Là, au bord d’une mare, un insecte de forme inconnue – carapace verte pyramidale – grimpe avec méthode sur la tige d’une herbe fine qui ploie légèrement sous son poids. Il s’élève. Quand il parvient au sommet, il oscille dans le vent léger, attend un instant, perplexe, puis redescend. À la base de la tige, il marque une pause, fait demi-tour et reprend son chemin vers les hauteurs. Ainsi fait-il chaque jour, inlassablement, au bord de la mare près de l’autoroute.

Les odeurs des chemins sont vertes, fraîches, légères, rayonnantes, brunes, décomposées, lourdes, ancestrales, enfantines ; de quelques fleurs tardives, de bouses, de pins, d’humus, de feuilles, de labours, d’herbe, d’eaux sinueuses.

Les derniers parfums de l’été meurent par touches, un à un ; le lourd acidulé de l’automne et ses odeurs chaudes traversées de froid montent de la terre qui attend la pluie, des sous-bois gagnés par l’ombre.

La terre foulée change : du auburn au rougeâtre ; du gris au marron noirci ; du calcaire caillouteux au clair sablonneux ; du vert tendre printanier à celui bruni déjà en route vers la décomposition ; de la terre grasse à la terre sèche ; de l’humide et glaiseux au durci en roche ; du chemin herbeux à la fine trace oubliée des cheminements anciens ; de l’herbe vierge et gorgée de rosée au goudron bleuté ; de l’escarpé encombré de ronces aimantes, de repousses de châtaigner et de sensuelles fougères aux sous-bois profonds, épais, doux d’humus et de mousse qui presqu’avalent ; des champs labourés en profonds sillons à ceux quadrillés par les maïs décapités et les tournesols aux têtes noires qui penchent ; des pare-feux de lignes à haute tension, en orties, genêts et piquants inconnus aux molles croupes herbeuses et rondes collines ; des fonds de vallées noyés sous les arbres aux modestes sommets surplombant les masses vertes foisonnantes qui ne font plus qu’une seule terre.

Sur ces chemins, le silence n’existe pas.

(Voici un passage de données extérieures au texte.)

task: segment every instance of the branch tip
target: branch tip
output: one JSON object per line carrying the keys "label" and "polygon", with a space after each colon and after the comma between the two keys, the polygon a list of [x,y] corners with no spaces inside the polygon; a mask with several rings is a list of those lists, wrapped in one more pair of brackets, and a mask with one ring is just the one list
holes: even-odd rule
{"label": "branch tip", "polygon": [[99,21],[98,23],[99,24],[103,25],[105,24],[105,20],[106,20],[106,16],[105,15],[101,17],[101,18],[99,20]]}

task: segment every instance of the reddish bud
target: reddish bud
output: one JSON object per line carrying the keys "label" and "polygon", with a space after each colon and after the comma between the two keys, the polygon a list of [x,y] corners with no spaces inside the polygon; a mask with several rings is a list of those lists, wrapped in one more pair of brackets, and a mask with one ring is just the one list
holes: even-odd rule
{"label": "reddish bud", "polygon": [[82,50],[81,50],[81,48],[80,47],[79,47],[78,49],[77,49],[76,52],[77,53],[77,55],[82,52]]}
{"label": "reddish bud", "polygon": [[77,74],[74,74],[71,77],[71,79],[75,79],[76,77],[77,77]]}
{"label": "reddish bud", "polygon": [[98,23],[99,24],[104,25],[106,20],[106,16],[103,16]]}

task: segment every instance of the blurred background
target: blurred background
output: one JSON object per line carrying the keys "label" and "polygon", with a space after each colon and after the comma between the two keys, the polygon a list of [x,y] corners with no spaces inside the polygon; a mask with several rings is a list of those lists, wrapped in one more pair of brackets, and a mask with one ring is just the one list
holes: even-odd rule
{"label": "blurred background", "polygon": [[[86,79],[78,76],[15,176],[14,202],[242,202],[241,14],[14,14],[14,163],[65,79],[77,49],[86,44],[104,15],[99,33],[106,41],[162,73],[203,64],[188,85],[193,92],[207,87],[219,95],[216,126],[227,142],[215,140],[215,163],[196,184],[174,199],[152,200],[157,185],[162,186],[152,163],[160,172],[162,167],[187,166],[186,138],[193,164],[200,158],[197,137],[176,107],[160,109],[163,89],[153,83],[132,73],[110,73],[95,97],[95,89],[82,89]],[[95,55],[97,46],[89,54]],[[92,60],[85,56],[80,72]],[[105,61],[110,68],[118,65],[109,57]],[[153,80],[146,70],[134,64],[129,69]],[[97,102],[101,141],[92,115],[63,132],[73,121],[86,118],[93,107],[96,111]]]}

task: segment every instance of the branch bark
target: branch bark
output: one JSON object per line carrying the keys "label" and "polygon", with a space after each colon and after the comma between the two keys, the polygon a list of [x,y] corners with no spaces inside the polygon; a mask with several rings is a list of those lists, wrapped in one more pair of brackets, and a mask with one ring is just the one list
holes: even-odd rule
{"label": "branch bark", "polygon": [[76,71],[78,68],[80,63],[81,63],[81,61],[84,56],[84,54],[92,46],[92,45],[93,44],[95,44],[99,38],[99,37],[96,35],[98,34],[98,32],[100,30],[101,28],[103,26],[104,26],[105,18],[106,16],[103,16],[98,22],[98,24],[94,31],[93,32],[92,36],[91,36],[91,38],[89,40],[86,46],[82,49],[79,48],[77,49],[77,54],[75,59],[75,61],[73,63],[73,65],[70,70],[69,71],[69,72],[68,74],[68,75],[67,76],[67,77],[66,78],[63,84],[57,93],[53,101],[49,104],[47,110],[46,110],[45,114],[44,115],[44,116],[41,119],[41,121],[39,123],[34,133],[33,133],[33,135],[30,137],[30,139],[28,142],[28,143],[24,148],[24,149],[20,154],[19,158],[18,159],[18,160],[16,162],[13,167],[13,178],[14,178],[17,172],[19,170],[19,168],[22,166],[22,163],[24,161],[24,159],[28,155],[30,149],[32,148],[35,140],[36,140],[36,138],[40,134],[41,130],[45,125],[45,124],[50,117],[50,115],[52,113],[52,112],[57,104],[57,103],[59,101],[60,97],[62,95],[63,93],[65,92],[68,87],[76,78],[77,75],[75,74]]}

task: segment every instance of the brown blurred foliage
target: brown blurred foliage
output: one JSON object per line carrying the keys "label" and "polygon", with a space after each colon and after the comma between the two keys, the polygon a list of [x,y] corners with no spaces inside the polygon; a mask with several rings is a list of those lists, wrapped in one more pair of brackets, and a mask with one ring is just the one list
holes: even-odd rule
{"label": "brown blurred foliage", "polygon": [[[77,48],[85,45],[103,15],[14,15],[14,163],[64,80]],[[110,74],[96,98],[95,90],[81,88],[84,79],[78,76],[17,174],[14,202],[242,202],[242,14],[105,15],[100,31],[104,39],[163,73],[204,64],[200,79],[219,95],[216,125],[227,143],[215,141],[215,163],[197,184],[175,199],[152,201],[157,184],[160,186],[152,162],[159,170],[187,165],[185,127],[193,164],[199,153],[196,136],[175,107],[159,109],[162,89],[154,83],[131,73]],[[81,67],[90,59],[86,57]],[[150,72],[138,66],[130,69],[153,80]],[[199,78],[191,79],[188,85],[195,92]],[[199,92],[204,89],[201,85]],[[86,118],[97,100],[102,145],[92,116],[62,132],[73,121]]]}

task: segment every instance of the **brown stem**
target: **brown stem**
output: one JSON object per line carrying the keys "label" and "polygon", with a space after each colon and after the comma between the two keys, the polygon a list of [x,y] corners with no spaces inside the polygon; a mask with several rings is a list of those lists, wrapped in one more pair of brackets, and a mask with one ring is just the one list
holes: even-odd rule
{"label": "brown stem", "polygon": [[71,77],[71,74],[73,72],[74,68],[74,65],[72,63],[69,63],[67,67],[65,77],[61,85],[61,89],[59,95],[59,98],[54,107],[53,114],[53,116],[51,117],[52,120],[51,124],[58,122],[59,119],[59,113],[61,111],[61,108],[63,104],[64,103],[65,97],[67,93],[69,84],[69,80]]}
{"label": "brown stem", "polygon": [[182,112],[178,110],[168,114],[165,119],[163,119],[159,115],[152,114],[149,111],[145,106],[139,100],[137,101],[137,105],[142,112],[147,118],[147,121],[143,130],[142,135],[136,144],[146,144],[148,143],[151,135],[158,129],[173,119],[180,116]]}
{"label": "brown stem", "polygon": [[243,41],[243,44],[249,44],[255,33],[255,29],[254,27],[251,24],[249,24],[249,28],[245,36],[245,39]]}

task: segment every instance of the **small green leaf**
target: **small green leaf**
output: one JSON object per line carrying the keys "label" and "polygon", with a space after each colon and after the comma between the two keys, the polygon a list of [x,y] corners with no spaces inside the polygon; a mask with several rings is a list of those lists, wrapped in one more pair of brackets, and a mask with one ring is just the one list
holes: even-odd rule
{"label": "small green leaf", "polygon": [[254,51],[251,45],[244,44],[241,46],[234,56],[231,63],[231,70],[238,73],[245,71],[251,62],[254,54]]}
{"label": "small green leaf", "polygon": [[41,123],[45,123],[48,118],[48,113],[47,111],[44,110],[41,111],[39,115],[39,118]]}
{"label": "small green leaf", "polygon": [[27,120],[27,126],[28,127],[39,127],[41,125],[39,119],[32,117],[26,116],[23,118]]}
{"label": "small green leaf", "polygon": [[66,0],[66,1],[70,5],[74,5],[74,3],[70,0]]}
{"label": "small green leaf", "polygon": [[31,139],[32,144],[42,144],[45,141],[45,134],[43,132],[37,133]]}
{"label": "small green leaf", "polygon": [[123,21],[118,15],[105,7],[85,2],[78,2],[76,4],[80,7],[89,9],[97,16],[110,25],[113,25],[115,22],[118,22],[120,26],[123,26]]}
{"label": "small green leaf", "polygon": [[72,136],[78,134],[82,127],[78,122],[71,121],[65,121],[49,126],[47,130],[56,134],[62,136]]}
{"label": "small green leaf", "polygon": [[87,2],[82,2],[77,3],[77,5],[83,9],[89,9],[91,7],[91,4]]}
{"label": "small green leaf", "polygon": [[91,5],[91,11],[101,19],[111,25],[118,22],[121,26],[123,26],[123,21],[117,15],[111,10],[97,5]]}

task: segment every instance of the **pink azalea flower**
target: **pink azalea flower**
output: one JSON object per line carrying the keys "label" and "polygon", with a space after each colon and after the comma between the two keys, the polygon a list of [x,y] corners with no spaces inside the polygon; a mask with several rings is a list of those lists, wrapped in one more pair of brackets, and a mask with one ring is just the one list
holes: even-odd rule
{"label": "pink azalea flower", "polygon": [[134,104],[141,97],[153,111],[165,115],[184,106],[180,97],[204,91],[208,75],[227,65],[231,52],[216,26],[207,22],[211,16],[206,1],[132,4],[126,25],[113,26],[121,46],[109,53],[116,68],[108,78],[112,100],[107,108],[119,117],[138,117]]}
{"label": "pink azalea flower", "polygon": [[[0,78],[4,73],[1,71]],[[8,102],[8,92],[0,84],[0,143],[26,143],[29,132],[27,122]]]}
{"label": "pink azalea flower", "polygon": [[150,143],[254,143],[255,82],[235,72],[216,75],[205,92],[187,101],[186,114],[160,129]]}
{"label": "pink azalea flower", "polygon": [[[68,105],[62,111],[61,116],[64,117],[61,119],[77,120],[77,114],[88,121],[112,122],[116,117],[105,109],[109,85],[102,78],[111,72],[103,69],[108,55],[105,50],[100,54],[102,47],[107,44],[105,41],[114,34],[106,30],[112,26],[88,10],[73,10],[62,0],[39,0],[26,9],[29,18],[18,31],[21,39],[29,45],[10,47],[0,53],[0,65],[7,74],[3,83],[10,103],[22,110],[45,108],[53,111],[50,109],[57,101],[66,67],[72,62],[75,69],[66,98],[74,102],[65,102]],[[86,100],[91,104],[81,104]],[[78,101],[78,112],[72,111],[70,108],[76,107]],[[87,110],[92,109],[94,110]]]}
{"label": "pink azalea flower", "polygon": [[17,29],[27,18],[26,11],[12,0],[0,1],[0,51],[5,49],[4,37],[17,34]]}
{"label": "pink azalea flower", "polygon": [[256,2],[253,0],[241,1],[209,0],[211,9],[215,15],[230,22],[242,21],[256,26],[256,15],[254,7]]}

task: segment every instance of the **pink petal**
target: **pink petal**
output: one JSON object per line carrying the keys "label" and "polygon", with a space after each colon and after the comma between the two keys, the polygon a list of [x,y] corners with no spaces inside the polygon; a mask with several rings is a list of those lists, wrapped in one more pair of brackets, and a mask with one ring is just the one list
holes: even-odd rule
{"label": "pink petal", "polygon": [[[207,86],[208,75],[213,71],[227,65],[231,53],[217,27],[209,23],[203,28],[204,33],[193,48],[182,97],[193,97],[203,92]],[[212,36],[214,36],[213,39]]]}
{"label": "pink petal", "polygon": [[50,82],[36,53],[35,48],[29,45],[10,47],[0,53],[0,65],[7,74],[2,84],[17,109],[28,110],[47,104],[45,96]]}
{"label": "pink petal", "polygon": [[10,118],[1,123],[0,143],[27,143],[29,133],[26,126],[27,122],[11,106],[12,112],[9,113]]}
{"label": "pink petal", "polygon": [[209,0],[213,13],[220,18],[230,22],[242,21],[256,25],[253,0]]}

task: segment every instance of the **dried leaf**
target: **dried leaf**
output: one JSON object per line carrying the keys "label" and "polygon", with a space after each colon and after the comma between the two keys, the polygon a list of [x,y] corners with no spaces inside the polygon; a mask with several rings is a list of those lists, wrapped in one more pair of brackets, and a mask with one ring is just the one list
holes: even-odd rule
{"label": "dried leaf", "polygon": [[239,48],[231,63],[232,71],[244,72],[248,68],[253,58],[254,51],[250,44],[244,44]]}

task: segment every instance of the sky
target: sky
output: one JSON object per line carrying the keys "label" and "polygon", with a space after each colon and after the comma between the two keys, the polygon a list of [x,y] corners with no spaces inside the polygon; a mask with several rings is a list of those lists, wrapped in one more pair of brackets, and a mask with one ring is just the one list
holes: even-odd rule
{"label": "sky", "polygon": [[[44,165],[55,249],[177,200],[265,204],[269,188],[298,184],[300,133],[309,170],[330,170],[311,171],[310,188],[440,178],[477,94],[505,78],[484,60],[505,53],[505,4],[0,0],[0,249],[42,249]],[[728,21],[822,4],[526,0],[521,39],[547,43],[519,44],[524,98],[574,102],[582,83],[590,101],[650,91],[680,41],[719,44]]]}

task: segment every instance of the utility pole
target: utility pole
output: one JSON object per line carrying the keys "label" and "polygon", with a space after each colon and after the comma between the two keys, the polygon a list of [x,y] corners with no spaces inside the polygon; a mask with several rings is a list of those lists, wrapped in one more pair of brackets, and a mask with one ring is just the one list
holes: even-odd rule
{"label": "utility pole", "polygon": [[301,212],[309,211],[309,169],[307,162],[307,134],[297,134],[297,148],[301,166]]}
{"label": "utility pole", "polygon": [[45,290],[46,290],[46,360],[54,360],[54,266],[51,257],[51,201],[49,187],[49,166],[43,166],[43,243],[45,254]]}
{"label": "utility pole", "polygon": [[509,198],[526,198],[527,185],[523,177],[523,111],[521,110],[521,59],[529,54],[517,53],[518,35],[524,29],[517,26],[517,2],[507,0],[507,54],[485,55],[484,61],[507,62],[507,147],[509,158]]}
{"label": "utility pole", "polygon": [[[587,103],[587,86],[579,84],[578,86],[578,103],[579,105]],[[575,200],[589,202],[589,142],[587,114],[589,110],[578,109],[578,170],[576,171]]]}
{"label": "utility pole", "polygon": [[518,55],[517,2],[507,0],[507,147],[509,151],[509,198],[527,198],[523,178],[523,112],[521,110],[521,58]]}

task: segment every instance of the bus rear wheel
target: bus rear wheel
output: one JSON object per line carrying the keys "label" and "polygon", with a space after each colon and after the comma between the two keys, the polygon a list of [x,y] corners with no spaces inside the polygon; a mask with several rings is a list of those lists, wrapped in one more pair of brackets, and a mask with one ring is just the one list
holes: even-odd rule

Il est comblé de chants, de jappements, de meuglements, d’aboiements, de coassements, de coqs en échos, de paroles assourdies, de cris lointains; il est rempli de craquements, de vrombissements, de lents mouvements bruissants, de chutes brusques, de vent dans les feuilles, d’agitations aux sommets, d’ondulations, d’eau qui se faufile, d’eau qui chute au creux d’un bassin ;

il est traversé par des avions, des camions, des voitures, des tracteurs, des motos, des mobylettes, des pétarades ; sur ces chemins le sac couine, les tissus frôlent, les pieds tapent le sol et caressent la terre, le bâton frappe, la serpette tranche, les mains repoussent, arrachent puis fendent.

Sur ces chemins où le silence n’existe pas – sauf le tien, celui qui reste au creux, celui qui finira -, la peau se déchire parfois et revient à la volée, par surprise, comme au détour, sans que l’on s’y soit préparé ni même qu’on l’ait appelé, le ravissement, ce qui dans les bois tient à l’enfance absolue, qui nous fait oublier que notre corps est trop restreint pour ce qui là nous entoure et quelques fois nous étreint.